Docker didn’t entirely disagree, but wasn’t sure he needed the lecture.
Major Karsh blew another smoke ring, seemed pleased by its completeness, and poked a finger through it. “Practically everything we touched on in these hearings had a couple of different shadings to it. We know the Baird youngster soldiered well in your section, and that he fought and died, not just honorably but even heroically. That’s a series of events we can call facts. As for the rest of it... who’s to say? Matter of fact, who’s to say about your friend Larkin?...”
Larkin? What the hell, Docker thought. He suspected Karsh had been talking, at least partly, to justify himself for the way he’d grilled him. It had been pretty clear to him, after a while, that the hearing was designed to reach one conclusion — the exoneration of Baird — regardless of what he or anybody else said, and Karsh seemed to need to make this right — for himself as well as Docker...
Karsh pointed the tip of his cigarette at Docker. “Yes, Larkin, lieutenant. He’s somebody else who told you something incriminating about himself — I’m accepting for the moment what you said Baird told you. But take it a few steps further. You also said Larkin had never been involved in anything like black-marketing. The Germans were on their way. You gave him a mission to take a little Jewish girl to a safe place. Who’s to say he didn’t change his mind about the black market goods, decide not to go through with it after, or maybe even before, he delivered that little girl? Are we supposed to take the word of Bonnard, a known dealer in contraband and probably a German collaborator?

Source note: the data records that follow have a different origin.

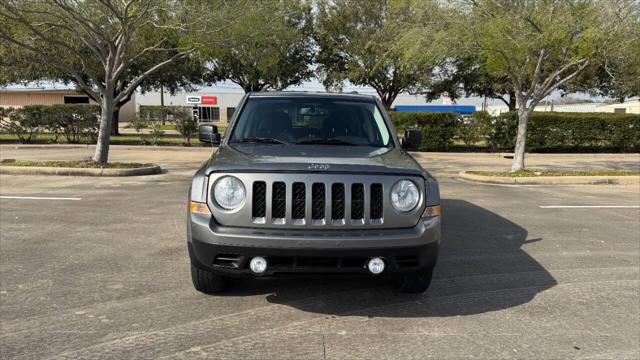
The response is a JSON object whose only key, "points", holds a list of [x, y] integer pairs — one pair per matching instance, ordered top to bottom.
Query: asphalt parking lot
{"points": [[100, 270]]}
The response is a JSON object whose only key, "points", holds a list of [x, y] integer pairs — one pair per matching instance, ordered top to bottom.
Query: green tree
{"points": [[74, 35], [376, 43], [541, 45], [270, 49], [617, 73], [465, 75]]}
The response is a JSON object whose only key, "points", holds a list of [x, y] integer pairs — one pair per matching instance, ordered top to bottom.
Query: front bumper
{"points": [[289, 251]]}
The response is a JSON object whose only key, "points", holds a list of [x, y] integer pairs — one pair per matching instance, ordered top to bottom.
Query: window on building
{"points": [[76, 99], [209, 114]]}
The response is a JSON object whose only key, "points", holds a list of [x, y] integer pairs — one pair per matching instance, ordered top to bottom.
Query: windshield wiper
{"points": [[259, 140], [326, 142]]}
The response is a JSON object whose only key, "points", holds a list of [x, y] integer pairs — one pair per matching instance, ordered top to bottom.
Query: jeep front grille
{"points": [[316, 201]]}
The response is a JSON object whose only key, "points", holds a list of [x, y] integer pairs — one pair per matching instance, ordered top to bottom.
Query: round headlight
{"points": [[229, 192], [405, 195]]}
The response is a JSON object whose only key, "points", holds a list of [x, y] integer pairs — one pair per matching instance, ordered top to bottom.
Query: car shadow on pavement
{"points": [[482, 267]]}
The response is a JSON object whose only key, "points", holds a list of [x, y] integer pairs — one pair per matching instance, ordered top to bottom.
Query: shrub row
{"points": [[75, 123], [547, 131]]}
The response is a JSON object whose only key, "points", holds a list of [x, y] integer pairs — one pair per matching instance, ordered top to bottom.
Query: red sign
{"points": [[209, 100]]}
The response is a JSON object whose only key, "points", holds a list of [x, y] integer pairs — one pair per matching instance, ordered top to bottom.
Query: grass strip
{"points": [[85, 164], [541, 172]]}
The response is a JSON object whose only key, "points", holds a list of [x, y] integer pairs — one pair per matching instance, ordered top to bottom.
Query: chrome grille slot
{"points": [[377, 200], [259, 202], [279, 202], [318, 202], [337, 203], [298, 204], [357, 204]]}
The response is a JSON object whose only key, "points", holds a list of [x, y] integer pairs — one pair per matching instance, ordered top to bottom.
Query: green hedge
{"points": [[75, 123], [547, 131], [558, 131]]}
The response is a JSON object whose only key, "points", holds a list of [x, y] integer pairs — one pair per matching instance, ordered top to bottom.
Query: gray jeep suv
{"points": [[312, 183]]}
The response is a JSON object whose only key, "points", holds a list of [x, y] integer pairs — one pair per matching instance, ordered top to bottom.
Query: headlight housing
{"points": [[229, 192], [405, 195]]}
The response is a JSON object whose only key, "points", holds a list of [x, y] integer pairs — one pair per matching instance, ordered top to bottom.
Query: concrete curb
{"points": [[117, 147], [34, 170], [552, 180]]}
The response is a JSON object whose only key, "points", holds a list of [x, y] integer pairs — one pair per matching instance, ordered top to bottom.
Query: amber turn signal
{"points": [[199, 208], [431, 211]]}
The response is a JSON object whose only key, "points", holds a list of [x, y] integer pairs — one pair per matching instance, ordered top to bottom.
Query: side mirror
{"points": [[208, 134], [412, 139]]}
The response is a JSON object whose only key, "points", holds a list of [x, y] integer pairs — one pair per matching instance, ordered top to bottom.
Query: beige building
{"points": [[21, 96], [627, 107]]}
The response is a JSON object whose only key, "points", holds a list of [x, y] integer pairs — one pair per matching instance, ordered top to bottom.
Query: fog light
{"points": [[258, 264], [375, 266]]}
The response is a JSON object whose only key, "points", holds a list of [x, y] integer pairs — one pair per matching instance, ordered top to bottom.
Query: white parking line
{"points": [[37, 198], [590, 207]]}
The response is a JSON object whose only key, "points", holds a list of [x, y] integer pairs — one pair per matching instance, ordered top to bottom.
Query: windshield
{"points": [[311, 121]]}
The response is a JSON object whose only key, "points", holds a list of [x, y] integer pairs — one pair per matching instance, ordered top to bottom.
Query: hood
{"points": [[312, 158]]}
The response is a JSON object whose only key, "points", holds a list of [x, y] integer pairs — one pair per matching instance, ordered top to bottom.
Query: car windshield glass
{"points": [[311, 121]]}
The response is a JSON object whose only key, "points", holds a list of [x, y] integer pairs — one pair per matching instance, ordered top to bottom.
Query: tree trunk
{"points": [[512, 101], [163, 114], [115, 122], [521, 139], [102, 147]]}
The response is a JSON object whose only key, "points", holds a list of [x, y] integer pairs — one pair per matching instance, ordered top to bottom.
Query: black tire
{"points": [[208, 282], [415, 282]]}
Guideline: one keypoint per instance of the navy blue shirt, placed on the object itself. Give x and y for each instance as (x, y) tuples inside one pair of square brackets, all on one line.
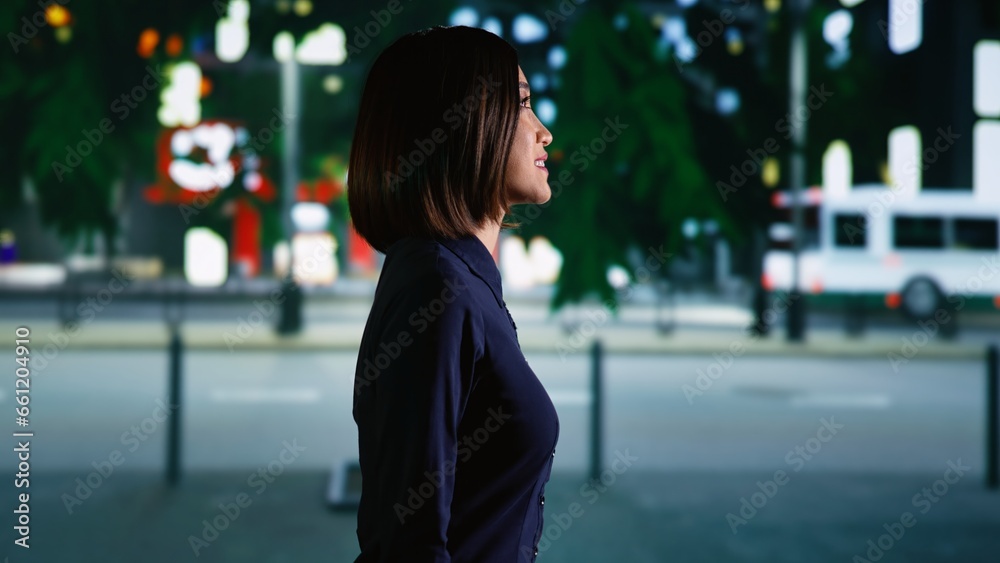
[(456, 434)]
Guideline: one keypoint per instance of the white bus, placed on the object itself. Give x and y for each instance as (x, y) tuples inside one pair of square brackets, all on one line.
[(925, 252)]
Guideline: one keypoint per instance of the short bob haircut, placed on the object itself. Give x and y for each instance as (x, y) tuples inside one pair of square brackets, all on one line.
[(434, 132)]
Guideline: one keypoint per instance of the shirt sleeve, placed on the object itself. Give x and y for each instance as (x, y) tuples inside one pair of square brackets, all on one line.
[(419, 398)]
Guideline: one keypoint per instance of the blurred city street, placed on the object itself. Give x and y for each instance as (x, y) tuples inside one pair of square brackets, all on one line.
[(694, 454), (751, 250)]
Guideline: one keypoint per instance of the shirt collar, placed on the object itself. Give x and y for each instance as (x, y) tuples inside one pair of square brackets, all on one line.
[(473, 252)]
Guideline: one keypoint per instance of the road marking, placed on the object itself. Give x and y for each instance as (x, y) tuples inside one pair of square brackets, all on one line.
[(266, 395), (862, 401)]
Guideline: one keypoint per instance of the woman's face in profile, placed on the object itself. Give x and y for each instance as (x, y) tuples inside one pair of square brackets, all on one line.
[(527, 177)]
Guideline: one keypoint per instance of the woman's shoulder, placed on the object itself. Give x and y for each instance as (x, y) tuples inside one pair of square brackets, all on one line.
[(421, 265)]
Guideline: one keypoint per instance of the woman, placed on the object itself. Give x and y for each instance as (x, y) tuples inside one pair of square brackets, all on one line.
[(456, 434)]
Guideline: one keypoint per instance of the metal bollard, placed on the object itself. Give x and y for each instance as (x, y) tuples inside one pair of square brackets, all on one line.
[(992, 417), (174, 428), (596, 400)]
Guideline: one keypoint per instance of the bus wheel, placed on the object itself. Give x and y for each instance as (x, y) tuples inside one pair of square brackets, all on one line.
[(921, 298)]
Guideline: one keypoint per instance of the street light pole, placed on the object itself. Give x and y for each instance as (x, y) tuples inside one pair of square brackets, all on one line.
[(797, 78)]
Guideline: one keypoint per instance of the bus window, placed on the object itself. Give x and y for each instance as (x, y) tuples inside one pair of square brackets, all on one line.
[(918, 232), (850, 230), (976, 234)]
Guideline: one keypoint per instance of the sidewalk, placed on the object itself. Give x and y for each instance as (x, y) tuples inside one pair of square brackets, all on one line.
[(639, 518)]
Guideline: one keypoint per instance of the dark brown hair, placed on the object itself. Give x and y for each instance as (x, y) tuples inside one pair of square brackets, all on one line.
[(434, 132)]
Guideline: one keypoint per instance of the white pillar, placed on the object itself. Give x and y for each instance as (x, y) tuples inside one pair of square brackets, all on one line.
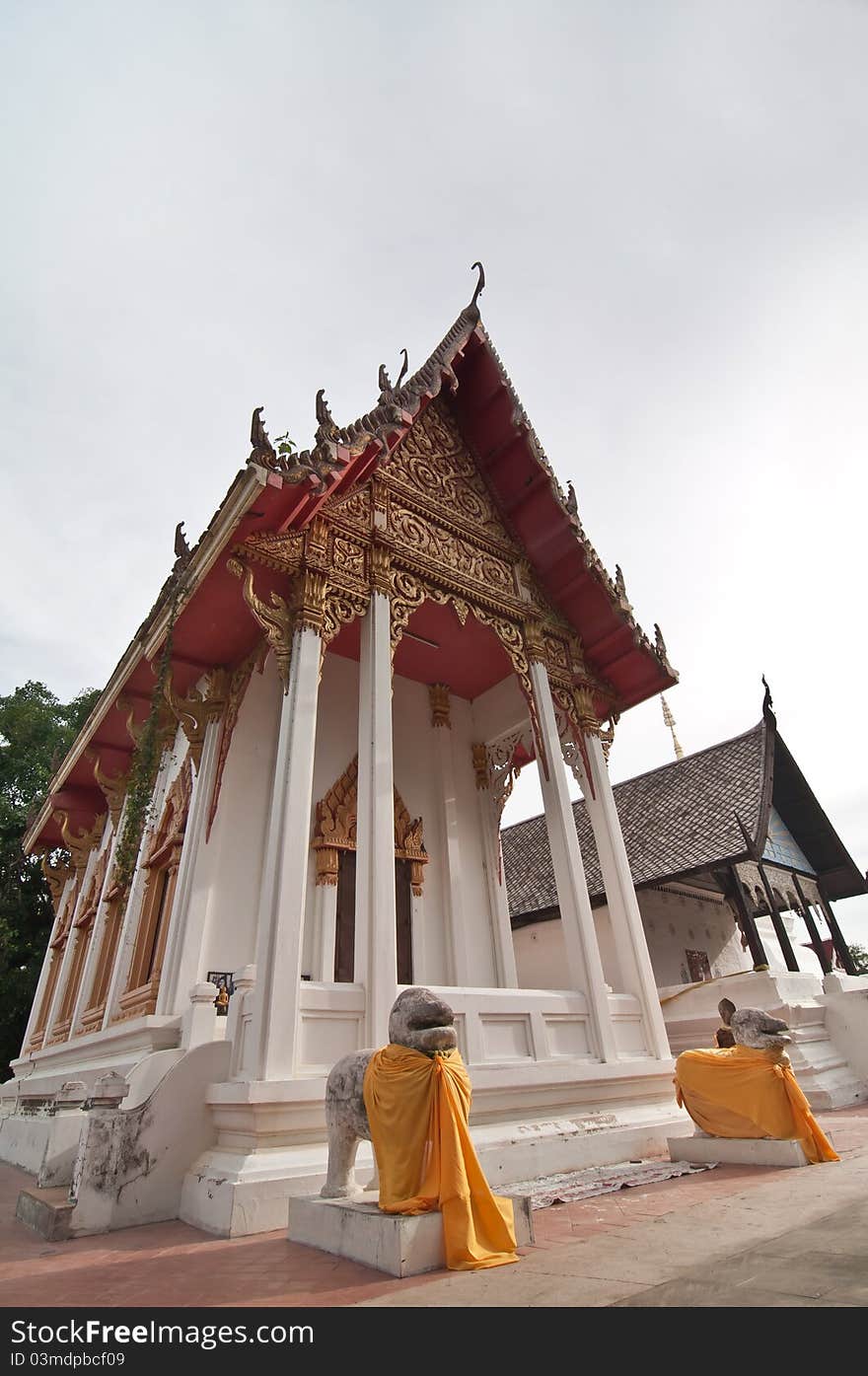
[(97, 930), (47, 960), (453, 899), (187, 920), (326, 927), (623, 907), (285, 868), (585, 966), (127, 937), (73, 936), (376, 943), (506, 971)]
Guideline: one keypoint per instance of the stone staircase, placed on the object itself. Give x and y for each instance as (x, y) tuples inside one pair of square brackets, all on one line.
[(820, 1064)]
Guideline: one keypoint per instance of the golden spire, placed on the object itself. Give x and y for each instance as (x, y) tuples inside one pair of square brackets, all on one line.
[(670, 723)]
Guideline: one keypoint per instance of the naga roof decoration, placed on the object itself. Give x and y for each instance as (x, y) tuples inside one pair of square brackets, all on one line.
[(281, 491)]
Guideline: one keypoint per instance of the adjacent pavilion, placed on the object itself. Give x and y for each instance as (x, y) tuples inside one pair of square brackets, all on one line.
[(366, 641)]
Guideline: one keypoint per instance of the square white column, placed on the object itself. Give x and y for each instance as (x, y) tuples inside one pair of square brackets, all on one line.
[(585, 966), (47, 958), (274, 1027), (624, 915), (376, 941), (187, 920)]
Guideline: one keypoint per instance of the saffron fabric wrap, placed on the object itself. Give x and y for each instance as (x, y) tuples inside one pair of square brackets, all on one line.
[(740, 1091), (418, 1108)]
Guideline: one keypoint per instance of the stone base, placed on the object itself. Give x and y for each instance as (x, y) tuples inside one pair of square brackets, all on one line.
[(47, 1212), (736, 1150), (399, 1244)]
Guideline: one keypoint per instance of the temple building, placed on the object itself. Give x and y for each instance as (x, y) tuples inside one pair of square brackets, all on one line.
[(736, 867), (366, 643)]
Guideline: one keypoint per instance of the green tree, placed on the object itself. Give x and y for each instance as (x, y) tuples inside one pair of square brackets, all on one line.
[(36, 731), (860, 958)]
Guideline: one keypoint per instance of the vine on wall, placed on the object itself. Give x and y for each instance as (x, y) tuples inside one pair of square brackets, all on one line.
[(145, 763)]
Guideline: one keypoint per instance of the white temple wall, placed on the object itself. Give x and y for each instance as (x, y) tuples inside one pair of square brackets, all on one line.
[(498, 709), (679, 922), (673, 925), (417, 779), (541, 954), (229, 867)]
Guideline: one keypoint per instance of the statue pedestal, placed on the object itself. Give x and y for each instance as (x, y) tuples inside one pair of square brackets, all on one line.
[(399, 1244), (736, 1150)]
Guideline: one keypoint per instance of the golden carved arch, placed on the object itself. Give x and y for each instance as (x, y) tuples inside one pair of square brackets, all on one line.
[(335, 830)]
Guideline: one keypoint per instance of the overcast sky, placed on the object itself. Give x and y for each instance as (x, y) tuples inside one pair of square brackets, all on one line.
[(212, 206)]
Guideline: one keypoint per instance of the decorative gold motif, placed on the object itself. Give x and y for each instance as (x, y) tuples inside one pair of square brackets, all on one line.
[(91, 902), (534, 641), (480, 765), (113, 787), (348, 556), (167, 723), (317, 543), (174, 816), (238, 682), (424, 527), (277, 620), (197, 709), (311, 589), (438, 695), (352, 509), (408, 843), (380, 566), (335, 823), (282, 552), (335, 830), (81, 845), (556, 654), (56, 875), (425, 540), (340, 609), (432, 464)]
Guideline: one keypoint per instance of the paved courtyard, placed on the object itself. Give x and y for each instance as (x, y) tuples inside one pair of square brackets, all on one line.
[(731, 1236)]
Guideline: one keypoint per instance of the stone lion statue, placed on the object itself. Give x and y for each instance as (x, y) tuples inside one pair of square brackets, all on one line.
[(754, 1028), (418, 1020)]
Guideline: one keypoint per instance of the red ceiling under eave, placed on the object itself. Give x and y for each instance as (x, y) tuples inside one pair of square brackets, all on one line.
[(468, 658)]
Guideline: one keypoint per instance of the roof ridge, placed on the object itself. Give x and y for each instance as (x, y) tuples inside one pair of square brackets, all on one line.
[(670, 763)]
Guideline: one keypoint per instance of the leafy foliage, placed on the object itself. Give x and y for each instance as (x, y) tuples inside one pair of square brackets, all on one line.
[(36, 731), (860, 958), (143, 768)]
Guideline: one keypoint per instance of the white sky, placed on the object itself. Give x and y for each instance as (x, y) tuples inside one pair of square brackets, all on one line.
[(212, 206)]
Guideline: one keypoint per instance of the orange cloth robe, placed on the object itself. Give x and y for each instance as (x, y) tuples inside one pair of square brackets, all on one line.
[(740, 1091), (418, 1108)]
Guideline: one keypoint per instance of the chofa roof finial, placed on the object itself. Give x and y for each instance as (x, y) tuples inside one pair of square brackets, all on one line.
[(480, 284), (766, 700)]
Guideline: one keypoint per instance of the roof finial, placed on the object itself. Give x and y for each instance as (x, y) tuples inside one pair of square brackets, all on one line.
[(403, 369), (670, 723), (181, 547), (480, 284), (766, 700)]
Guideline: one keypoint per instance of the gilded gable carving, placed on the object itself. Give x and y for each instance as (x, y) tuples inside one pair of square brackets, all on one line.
[(432, 466)]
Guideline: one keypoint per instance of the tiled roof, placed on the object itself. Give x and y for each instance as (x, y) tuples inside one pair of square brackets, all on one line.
[(679, 818)]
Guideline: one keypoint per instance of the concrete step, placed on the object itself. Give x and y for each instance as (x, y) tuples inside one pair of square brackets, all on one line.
[(47, 1211)]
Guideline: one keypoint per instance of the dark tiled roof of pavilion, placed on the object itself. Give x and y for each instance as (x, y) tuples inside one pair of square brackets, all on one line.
[(675, 819)]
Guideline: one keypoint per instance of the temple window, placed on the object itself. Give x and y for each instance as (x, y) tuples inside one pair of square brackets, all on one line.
[(161, 863), (56, 950), (81, 934)]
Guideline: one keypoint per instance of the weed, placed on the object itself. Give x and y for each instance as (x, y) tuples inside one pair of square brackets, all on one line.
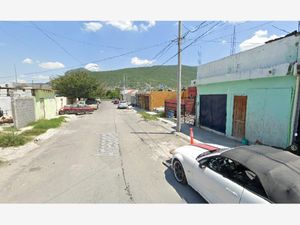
[(34, 132), (12, 129), (47, 124), (12, 139)]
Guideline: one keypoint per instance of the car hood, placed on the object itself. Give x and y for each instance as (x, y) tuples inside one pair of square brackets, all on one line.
[(190, 151)]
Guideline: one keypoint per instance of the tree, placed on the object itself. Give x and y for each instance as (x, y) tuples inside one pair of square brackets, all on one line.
[(78, 84)]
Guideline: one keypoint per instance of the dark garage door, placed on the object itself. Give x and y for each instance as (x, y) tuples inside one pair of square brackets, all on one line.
[(213, 112)]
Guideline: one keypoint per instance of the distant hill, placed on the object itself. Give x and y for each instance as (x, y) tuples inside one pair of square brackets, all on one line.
[(139, 77)]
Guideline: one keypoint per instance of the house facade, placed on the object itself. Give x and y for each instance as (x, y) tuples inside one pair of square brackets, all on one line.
[(45, 103), (252, 94), (153, 99)]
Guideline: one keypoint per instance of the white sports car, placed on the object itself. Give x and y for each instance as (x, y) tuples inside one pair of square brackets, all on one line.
[(246, 174)]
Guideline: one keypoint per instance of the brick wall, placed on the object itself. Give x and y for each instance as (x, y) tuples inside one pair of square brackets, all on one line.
[(23, 110)]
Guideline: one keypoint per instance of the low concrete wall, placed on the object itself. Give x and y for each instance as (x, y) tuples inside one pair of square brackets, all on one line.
[(60, 102), (23, 110), (5, 105)]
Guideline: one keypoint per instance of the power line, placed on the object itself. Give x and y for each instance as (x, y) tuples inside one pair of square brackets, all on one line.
[(194, 40), (55, 42), (100, 60), (280, 29), (241, 31), (82, 42)]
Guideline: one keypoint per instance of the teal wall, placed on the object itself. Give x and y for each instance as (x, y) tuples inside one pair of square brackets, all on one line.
[(269, 107)]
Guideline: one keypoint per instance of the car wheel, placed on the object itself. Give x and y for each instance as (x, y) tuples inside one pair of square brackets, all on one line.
[(179, 172), (294, 148)]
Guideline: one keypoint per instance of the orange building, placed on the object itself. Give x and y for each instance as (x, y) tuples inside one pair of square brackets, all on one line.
[(154, 99)]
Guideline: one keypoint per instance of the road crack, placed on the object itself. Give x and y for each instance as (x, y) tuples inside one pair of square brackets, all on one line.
[(127, 186)]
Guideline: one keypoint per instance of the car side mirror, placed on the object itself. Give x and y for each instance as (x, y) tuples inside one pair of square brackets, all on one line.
[(202, 163)]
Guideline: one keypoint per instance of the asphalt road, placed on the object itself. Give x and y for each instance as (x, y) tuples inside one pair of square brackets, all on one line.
[(110, 156)]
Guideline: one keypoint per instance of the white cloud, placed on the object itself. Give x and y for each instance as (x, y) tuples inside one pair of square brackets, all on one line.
[(145, 27), (92, 67), (41, 77), (21, 81), (27, 61), (236, 21), (51, 65), (141, 62), (92, 26), (259, 38), (123, 25)]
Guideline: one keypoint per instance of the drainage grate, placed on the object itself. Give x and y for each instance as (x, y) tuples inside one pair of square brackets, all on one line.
[(108, 144)]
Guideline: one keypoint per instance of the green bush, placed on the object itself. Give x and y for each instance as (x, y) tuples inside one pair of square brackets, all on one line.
[(12, 139), (47, 124), (34, 132)]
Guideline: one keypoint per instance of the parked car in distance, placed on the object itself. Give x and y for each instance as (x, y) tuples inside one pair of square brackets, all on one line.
[(75, 109), (116, 101), (123, 105), (92, 102), (245, 174)]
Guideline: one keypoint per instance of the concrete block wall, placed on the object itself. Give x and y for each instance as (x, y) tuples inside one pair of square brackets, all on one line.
[(23, 110), (5, 105)]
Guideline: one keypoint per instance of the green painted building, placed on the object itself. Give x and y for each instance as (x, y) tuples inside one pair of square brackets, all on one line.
[(252, 94), (45, 103)]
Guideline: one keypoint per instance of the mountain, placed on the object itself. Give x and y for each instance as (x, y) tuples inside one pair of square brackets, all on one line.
[(141, 77)]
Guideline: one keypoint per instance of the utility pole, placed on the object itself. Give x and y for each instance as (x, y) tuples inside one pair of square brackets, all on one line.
[(124, 86), (16, 76), (178, 127), (232, 49)]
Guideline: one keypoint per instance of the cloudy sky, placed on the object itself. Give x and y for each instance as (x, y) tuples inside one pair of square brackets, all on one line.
[(40, 50)]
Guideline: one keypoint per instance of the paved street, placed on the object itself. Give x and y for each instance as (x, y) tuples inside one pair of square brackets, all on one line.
[(110, 156)]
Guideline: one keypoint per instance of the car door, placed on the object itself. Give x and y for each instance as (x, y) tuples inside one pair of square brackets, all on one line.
[(213, 182)]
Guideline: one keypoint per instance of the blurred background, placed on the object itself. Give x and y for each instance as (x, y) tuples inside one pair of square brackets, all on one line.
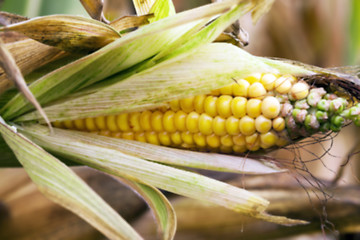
[(324, 33)]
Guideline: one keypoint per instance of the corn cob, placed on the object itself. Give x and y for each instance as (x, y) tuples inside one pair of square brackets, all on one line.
[(258, 112)]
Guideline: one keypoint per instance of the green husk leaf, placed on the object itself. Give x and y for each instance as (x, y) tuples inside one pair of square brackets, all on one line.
[(69, 33), (117, 56), (210, 67), (160, 206), (115, 162), (61, 185)]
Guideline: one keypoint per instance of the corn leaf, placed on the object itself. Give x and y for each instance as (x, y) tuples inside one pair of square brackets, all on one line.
[(69, 33), (62, 186), (160, 206), (185, 183), (117, 56), (208, 68)]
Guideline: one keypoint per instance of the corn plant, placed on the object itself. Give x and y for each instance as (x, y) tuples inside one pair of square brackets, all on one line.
[(142, 95)]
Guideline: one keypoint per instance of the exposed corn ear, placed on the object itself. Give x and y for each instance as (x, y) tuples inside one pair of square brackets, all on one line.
[(258, 112)]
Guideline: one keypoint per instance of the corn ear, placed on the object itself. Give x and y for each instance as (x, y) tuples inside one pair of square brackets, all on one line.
[(69, 33)]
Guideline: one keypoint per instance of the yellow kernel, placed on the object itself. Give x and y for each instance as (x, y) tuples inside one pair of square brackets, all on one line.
[(164, 138), (257, 90), (299, 90), (239, 148), (199, 103), (69, 124), (200, 139), (283, 85), (145, 121), (111, 123), (247, 125), (223, 106), (187, 137), (255, 77), (251, 139), (58, 124), (134, 121), (180, 121), (225, 149), (116, 134), (176, 138), (241, 88), (226, 141), (156, 121), (90, 124), (151, 137), (238, 107), (268, 81), (210, 106), (168, 121), (218, 126), (187, 104), (175, 105), (269, 139), (140, 136), (227, 90), (79, 124), (213, 140), (232, 125), (278, 124), (263, 124), (270, 107), (128, 135), (192, 122), (122, 122), (253, 107), (239, 140), (205, 124), (215, 92)]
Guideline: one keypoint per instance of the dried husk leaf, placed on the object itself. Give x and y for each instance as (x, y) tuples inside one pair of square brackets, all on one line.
[(29, 55), (127, 22), (69, 33), (57, 182), (115, 57), (161, 207), (10, 18)]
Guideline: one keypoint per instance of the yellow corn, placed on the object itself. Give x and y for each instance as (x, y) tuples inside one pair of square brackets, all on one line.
[(243, 116)]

Maybe Larkin was no more guilty of what even you, his good friend, thought he was, than Baird. I’m willing to consider that possibility, are you? You wanted to know what this so-called charade was all about. A fair shake for a couple of good soldiers... that’s what it was about... at least for me...”
That last was said mostly under his breath, but Docker caught it. He didn’t buy any more than before that that was all there was behind it, but still, the underlying point was the same one that had occurred to him during the hearings, and it wouldn’t go away. He picked up Karsh’s cigarette lighter, watched the light gleaming on the square black A painted on its side. He put it down, looked at Karsh. “Major, could I have another look at the statement I gave to Captain Grant?” Docker suddenly felt very tired. “The one we decided to call File A, I believe.”
“Of course,” Karsh said. “I’ll call Brabant Park and have a copy sent over by courier. May I ask why?”
“I’m not really sure. Can you understand that?”
“I think so. You want to be very sure. Isn’t that it?”
Docker nodded slowly. “I remember the words Baird used, and how his voice sounded. I understood the words, but I’m not sure now that he did.”
Karsh looked at him. “Do you want to make what you’ve just told me a part of the record, lieutenant?”
“Yes,” Docker said. “If I can get it straight in my own mind.”
“But why rip at yourself this way? I believe I know what you’re thinking, and writing briefs is my line of country. Why not let me put your thoughts in an amendment to File A? And to adjust the transcript of the hearings? I could have both documents delivered to your hotel within a few hours. You just sign them and we’ll put an end to this business.” Karsh stood and came around the table. “Doesn’t that make sense, lieutenant?”
Docker nodded because it did make sense, he thought, standing and pulling on his overcoat.
The major walked across the room with Docker, a hand resting lightly on his shoulder in a gesture of support and encouragement.
“I’m hosting a little party here at the hotel tonight,” he said. “Some of General Adamson’s people and a few local bureaucrats. Would you care to stop by after supper?”
“Thanks, but I’d better get back to my unit.”